En semanas recientes, un caso de acoso digital ha generado gran atención pública. Una joven de 17 años, tras rechazar a un joven con quien tuvo algunos encuentros, comenzó a ser objeto de ataques mediante deepfakes. El agresor, molesto por la negativa, creó perfiles falsos en redes sociales y difundió información falsa sobre ella, incluyendo anuncios de prostitución y afirmaciones no verídicas sobre su vida sexual. Aunque acudió a la policía, su situación no recibió la atención necesaria, evidenciando la carencia de protocolos y protección para víctimas de estas nuevas modalidades de violencia.

Este episodio refleja la creciente preocupación por el uso inapropiado de la inteligencia artificial en la creación de deepfakes, vídeos manipulados que simulan acciones o declaraciones inexistentes. La circulación de estos materiales puede acarrear graves consecuencias, principalmente para las mujeres, que constituyen el grupo más afectado. Un estudio reciente revela que el 99% de los deepfakes de contenido pornográfico están dirigidos a mujeres.

Ante esta situación, el Gobierno ha impulsado medidas, entre ellas la aprobación de un anteproyecto de ley que incorpora los deepfakes en el ámbito de los delitos contra el honor. Esta normativa busca enfrentar y castigar la presencia creciente de estos contenidos en redes sociales, reconociendo su efecto dañino sobre la reputación, especialmente femenina.

Pese a ello, la aplicación de esta ley conlleva ciertas dificultades. Muchos deepfakes se producen con fines perjudiciales, aunque existen excepciones legales para contenidos artísticos, satíricos o de ficción. No obstante, la frontera entre un uso legítimo y uno abusivo resulta compleja, lo que puede dificultar la puesta en práctica efectiva de la normativa.

El caso de la joven afectada no es único. Existen múltiples testimonios que describen el impacto psicológico provocado por estos ataques. Varias víctimas, como otra joven que también sufrió acoso digital, han señalado que esta situación afectó significativamente su bienestar mental. En casos extremos, algunas han considerado opciones desesperadas, como el suicidio.

Recientemente se destapó también un incidente que involucró a 15 menores que manipularon imágenes de compañeras en un centro escolar, evidenciando cómo el acoso escolar y la violencia digital se combinan con la explotación sexual y la pornografía infantil. Esto demuestra que el problema no se limita a adultos, sino que es cada vez más habitual entre jóvenes.

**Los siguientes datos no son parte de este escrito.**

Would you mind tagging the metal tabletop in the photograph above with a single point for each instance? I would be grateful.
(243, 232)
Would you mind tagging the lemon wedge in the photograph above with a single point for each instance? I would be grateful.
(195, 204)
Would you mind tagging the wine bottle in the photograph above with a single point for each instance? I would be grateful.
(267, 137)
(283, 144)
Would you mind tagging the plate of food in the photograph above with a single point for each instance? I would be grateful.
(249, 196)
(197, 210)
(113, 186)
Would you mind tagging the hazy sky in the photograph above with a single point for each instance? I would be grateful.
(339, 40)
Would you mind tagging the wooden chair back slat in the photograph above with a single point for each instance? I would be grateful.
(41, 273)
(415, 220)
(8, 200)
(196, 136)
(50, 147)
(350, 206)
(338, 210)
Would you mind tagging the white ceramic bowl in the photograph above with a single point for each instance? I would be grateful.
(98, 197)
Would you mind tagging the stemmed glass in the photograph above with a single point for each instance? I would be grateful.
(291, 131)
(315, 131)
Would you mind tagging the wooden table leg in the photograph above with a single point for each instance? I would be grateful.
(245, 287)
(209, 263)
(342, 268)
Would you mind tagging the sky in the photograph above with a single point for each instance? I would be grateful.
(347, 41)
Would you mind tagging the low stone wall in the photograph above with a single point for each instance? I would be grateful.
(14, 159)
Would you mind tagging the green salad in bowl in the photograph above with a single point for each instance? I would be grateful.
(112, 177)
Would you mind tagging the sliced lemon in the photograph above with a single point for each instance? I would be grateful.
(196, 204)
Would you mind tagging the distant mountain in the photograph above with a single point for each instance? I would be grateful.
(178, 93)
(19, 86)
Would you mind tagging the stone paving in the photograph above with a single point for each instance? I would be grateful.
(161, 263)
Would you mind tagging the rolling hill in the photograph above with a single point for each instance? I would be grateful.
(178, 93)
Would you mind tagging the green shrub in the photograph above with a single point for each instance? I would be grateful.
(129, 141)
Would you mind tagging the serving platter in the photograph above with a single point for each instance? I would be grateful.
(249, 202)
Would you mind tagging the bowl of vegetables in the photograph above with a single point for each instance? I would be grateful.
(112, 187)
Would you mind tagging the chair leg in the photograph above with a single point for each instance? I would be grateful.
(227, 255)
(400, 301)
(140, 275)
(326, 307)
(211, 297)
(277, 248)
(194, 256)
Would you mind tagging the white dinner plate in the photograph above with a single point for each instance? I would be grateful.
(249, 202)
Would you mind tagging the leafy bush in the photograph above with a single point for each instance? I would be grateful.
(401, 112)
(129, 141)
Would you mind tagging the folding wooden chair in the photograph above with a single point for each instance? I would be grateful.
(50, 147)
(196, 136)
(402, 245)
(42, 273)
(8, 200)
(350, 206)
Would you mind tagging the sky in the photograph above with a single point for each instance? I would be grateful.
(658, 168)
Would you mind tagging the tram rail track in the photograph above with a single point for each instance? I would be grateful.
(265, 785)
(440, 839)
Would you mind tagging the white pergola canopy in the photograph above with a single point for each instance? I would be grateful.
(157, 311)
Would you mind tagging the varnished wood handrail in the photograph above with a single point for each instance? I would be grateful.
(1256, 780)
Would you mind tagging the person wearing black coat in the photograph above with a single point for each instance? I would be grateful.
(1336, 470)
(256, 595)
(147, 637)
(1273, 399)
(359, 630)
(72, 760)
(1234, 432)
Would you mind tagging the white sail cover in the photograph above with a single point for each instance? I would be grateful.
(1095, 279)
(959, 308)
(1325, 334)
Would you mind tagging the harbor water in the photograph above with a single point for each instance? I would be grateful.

Además, la regulación de los deepfakes enfrenta otro reto: la responsabilidad de las plataformas digitales. Las compañías que gestionan redes sociales a menudo se aprovechan de la viralidad de estos contenidos, sin importar el perjuicio generado. Los datos indican que, por lo general, los propietarios de estas plataformas obtienen mayores beneficios conforme el contenido se vuelve más polémico y viral.

Desde la Asociación STOP Violencia de Género Digital resaltan la urgencia de aumentar las sanciones para quienes cometen delitos vinculados a deepfakes, subrayando que los daños ocasionados son difíciles de medir. La difusión masiva de este tipo de contenido puede destruir la reputación de una persona en segundos, y su impacto en la salud mental de las víctimas puede ser irreversible.